Perry nodded wearily, and Nick thought, Oh, what the hell. He put his arm around Perry’s shoulders and gave him a hard, brief hug.

The smile Perry gave him almost took his breath away. But when Perry spoke, it was mundane enough. “What do you think those jewels would be worth now?”

Nick shook his head. “If it was a fortune in jewels then, I guess it would be a king’s ransom now. That stuff appreciates considerably. Assuming, wherever this loot has been stashed, it’s still intact.”

Perry knew Nick was thinking that the jewels might be at the bottom of the spring in the icehouse -- or scattered through the garden and woods. Anything was possible.

* * * * *

They returned to Nick’s apartment, and Nick went immediately to the kitchen to start breakfast.

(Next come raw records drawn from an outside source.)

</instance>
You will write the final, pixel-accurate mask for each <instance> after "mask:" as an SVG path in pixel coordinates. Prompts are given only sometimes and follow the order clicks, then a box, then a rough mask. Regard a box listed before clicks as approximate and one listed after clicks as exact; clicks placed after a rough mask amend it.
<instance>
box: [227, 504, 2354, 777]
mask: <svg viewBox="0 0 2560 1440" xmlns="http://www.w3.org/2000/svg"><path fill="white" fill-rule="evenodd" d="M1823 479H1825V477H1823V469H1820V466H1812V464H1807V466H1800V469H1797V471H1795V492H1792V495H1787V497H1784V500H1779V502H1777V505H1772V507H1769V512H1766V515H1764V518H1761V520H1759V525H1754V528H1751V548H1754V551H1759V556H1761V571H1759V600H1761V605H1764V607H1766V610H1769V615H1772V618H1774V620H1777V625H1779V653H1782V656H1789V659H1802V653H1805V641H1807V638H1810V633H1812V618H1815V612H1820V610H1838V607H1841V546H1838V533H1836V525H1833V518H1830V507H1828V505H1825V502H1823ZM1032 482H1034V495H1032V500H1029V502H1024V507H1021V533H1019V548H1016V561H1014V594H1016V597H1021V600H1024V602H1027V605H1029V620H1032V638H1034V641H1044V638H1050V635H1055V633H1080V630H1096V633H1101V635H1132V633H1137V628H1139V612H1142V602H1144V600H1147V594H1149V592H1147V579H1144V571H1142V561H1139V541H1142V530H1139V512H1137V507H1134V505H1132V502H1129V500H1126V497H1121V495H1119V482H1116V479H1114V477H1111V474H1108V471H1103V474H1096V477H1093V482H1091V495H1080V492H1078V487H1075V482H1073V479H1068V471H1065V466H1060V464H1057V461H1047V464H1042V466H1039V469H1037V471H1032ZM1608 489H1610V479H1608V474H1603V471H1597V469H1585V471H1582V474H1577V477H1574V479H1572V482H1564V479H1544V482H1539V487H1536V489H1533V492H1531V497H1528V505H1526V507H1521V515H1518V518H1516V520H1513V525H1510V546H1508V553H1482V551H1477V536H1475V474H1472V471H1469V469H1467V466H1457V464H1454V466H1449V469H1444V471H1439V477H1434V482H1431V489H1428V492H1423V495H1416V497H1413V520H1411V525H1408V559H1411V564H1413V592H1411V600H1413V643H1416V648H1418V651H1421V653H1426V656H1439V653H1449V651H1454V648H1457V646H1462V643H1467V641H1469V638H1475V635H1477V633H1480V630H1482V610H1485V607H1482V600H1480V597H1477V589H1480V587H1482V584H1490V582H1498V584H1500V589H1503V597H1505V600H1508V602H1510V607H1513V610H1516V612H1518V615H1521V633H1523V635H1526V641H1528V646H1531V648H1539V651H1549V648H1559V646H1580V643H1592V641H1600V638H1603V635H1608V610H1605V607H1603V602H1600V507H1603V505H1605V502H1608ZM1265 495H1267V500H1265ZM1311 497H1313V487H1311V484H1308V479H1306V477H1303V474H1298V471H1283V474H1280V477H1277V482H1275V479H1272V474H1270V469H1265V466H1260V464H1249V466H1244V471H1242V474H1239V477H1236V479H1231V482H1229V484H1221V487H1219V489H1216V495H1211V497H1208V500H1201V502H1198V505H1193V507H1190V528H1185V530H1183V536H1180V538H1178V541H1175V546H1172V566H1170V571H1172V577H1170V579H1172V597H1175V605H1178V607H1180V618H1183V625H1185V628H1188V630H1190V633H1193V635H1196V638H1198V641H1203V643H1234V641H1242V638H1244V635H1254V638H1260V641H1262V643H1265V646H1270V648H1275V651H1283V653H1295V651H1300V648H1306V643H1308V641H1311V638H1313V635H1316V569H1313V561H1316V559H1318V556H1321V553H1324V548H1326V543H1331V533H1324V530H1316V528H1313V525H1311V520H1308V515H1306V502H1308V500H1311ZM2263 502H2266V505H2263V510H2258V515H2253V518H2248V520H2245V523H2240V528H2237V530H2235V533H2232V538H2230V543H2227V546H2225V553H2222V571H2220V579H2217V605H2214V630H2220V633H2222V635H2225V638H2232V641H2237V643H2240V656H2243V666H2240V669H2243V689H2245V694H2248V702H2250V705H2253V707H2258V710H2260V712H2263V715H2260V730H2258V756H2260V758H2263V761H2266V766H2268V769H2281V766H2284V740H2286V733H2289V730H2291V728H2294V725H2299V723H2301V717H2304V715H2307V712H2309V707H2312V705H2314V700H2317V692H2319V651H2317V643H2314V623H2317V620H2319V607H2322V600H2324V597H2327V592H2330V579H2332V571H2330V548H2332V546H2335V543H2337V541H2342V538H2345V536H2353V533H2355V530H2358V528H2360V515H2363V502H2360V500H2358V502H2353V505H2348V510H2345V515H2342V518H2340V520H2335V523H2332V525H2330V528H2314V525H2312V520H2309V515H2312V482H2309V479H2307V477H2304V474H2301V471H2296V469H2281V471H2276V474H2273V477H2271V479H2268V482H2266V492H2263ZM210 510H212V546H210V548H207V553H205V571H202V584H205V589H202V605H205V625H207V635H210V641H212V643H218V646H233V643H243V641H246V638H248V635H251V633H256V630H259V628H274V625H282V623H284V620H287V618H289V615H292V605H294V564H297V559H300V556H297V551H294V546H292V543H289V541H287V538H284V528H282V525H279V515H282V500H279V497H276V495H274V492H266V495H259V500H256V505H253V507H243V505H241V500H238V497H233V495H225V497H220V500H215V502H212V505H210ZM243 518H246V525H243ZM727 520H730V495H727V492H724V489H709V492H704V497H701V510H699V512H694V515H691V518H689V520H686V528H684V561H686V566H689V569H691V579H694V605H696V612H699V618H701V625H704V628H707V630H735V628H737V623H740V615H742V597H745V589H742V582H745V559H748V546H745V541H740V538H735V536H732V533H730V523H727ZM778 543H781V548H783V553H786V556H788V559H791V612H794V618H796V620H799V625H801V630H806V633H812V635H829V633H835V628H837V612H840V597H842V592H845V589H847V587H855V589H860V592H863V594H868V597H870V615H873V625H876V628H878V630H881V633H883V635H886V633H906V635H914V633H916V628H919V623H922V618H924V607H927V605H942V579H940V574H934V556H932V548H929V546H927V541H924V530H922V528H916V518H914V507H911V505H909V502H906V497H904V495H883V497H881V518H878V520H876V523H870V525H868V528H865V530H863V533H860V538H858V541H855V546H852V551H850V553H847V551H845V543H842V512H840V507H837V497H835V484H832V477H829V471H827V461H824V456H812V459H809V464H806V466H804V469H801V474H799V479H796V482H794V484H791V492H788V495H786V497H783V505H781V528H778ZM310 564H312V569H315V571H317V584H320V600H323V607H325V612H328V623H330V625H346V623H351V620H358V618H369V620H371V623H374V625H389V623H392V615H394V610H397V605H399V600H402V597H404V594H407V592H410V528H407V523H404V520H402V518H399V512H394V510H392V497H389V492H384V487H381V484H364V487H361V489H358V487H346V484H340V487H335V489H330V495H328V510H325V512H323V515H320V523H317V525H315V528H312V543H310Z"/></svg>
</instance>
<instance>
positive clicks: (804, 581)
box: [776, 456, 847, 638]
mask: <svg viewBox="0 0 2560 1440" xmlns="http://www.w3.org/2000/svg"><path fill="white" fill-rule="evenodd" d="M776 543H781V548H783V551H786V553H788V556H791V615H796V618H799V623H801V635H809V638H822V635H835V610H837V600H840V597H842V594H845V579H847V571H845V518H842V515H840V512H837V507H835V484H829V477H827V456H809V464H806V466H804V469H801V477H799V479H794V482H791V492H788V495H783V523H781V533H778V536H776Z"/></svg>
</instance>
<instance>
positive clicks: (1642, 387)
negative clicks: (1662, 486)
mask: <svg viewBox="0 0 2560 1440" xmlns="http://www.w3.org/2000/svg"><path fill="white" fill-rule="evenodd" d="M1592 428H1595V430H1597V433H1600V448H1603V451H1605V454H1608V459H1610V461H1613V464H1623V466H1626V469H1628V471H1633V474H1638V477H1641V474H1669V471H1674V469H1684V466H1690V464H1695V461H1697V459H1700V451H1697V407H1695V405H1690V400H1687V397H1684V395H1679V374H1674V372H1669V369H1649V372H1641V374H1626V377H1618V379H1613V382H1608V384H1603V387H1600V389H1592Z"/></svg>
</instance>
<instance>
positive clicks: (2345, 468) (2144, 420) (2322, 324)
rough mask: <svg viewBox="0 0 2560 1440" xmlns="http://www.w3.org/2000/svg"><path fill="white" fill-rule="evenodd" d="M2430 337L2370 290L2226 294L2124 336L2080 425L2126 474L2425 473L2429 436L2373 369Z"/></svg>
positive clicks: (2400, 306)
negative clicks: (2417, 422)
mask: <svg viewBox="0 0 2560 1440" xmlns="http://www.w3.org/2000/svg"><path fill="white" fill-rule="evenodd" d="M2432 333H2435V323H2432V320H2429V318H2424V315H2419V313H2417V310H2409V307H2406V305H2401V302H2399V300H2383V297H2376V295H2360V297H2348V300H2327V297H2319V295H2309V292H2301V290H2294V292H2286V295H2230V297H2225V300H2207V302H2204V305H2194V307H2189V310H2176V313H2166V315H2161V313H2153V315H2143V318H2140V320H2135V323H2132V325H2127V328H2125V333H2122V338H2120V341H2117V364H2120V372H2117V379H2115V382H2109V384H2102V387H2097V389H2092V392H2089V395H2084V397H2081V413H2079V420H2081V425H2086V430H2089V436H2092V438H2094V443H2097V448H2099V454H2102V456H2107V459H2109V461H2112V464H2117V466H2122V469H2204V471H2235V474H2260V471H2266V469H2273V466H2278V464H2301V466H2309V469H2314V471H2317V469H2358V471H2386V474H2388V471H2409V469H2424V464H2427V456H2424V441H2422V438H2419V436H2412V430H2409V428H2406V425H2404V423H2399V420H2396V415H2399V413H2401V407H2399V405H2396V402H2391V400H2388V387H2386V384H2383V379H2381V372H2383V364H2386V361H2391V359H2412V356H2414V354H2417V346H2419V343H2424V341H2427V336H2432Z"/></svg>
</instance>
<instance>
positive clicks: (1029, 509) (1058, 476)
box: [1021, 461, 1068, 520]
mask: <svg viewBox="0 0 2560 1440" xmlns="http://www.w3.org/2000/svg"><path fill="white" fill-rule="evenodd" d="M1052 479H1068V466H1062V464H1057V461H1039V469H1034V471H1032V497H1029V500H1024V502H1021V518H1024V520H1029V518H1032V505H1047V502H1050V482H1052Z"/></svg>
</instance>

“Is it okay if I take a shower?” Perry asked. His chest had that constricted, scratchy feeling again, but he didn’t want to use his inhaler too much -- he couldn’t afford to replace it anytime soon, and he only had about fifty sprays left in it. The way things were going, he could use that easily in the next day or two.

“Help yourself,” Nick said.

The steam helped, or maybe it was just the soothing warmth of the water. Guiltily, Perry lingered longer than he should have, using all Nick’s hot water, but when he left the bathroom in a cloud of steam, he felt much better -- though exhausted.

They had breakfast -- pancakes that morning -- spread with real butter and drenched in the rich maple syrup for which Vermont was justly famous.